3. Is it worth the money? Is it any better than the aviator harness?
4. Can I lengthen the leash?
5. Is there any way that I can recreate the gentle drop feature in the harness with the flightsuit?
6. What happens when I run out of the diapers they send with the harness?

Thanks!


----------



## marceldp (Jan 18, 2016)

Lunawolfsong said:


> Hey guys. I saw an old thread where the person was asking whether he should buy the aviator harness or a flight suit. Then, I looked up flight suits on Youtube, because based off of pictures of them they looked like they'd be difficult to get on. I was amazed by how much easier it seemed than the harness (about two steps shorter). I've also been having problems with Kirby chewing on his aviator harness; it is now frayed where the leash goes into the buckle, which makes me very nervous that he will someday chew through it. I still haven't been able to stop him from chewing on it. I thought that maybe the flight suit could be the answer. I saw some reviews that said that they're birds chewed the shoulder straps, but I don't know if Kirby could reach it that well. Also, I like that the buckle is in the back, where Kirby is less likely to mess with it.
> 
> I only have two issues: 1, it's 30 dollars, and since I make 0 income, that's a bit expensive. The aviator harness was about $35, but my mom helped pay for that. I've mentioned flight suits to her, and she thinks they are ridiculous, so if I buy a flight suit I'll have to buy the whole thing myself. 2, I'm worried about the fact that it doesn't have the elastic leash; with the elastic leash when Kirby tries to fly he is brought to a gentle landing. Is there any way that I can recreate that with a flight suit?
> 
> ...


i also spent a while thinking about this.

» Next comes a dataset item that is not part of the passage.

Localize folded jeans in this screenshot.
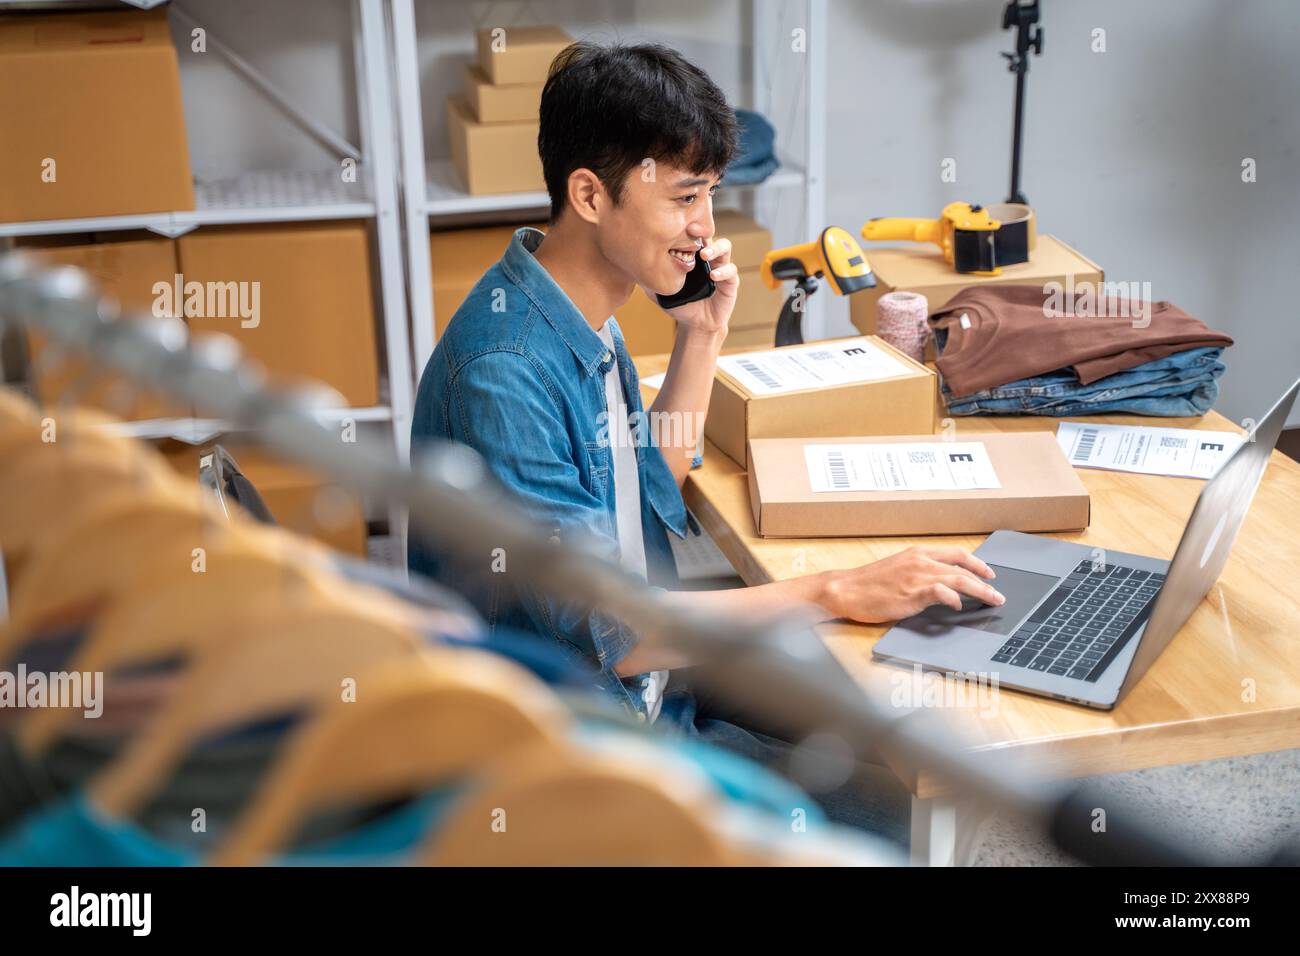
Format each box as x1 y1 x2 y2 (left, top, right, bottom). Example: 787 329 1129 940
939 346 1226 418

1. i dont have one, but i think a flight suit might be better because it has the extra "poop catcher" part to the harness.

2. bird-diaper.com

3. i have no clue.

4. no, but you can buy different sizes.

5. ive heard of that, its pretty cool. some tinkering should help, but you might just be able to get the aviator leash and somehow attach it to a flightsuit. (thatll cost you more so probably try something else)

6. you can buy more from the site, and they say you can just use those cotton pads as well. 

hope i helped! 

ps: i dont have a flightsuit but i spent a long time thinking about it and i still want one, but i havent gotten around to making the purchase.


----------



## marceldp (Jan 18, 2016)

to be honest, i need to get her one. less poopy mess :wf cinnamon:


----------



## Tindi (Apr 8, 2016)

I bought one from here http://www.diapersforbirds.com/

Have not put it on yet, just got it today. I didn't get one with a leash. I think you could make your own pads out of make up pads from the dollar store


----------



## Brandon's-Fids (May 4, 2016)

You get them from the actual creator Avian Fashions and they are very good I have 4 and a hoodie too.


----------